Images of Colleen’s crushed skull flood my vision. I pant from the force of them. Tyler slows his already lethargic rhythm as though he might be giving me more than I can handle. The images come faster. I see the pipe. The gun. The blood.
I start coughing, a violent hacking fit that doubles me over and waters my eyes. Tyler withdraws from my body like he’s spotted signs of a venereal disease. He tells me I need tea.

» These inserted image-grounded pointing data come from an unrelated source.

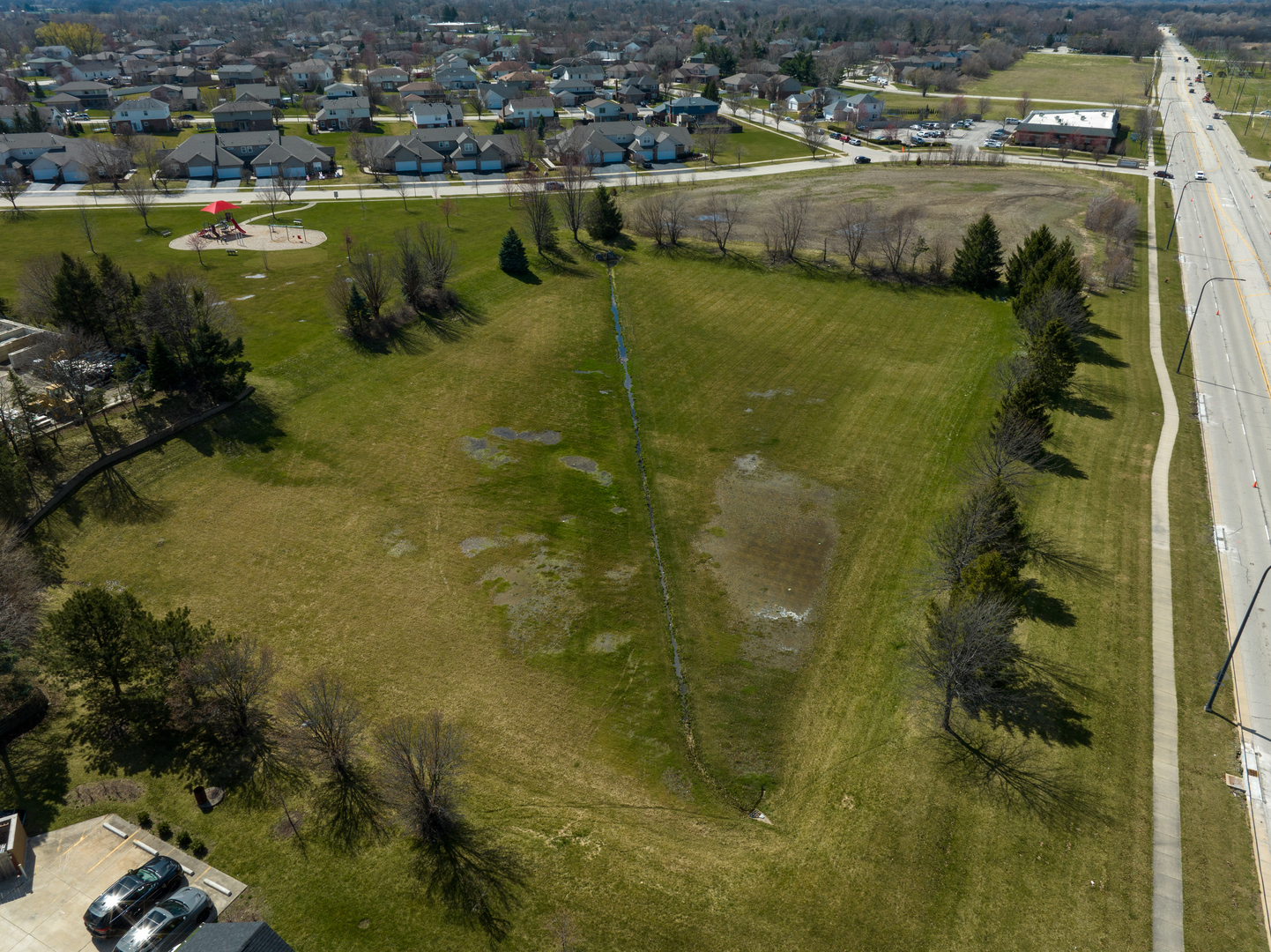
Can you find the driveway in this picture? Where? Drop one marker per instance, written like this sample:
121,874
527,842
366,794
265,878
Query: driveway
68,868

No amount of liquid will wash Colleen from my mind. I was stupid to think that I could rid myself of her and start my life anew. She’ll never leave me. I’ll never be able to forgive myself.
I start bawling, silent sobs that shudder through my whole body and blind me with tears. Tyler returns without a mug. He helps me sit up and then positions himself to my right, far enough away that there’s no chance of our naked bodies touching. Any desire he’d felt is long gone.
“Beth.” He speaks softly, subduing his accent. This is his shrink voice. “You shouldn’t feel obligated to sleep with me because I am letting you stay here for a few hours. In fact, we shouldn’t do anything besides talk. You need to process everything that has happened.”
“No.” The word barely makes it out between sobs. “There’s nothing to make sense of. It’s all over. My marriage is over.”
“Even if that’s true—”
I gasp. “I don’t want Jake anymore.”
Tyler reaches toward me. For a moment, I think he is going to pull me into his side and kiss the top of my head. Make me feel better. When I look at his outstretched hand, I realize he’s holding a box of tissues.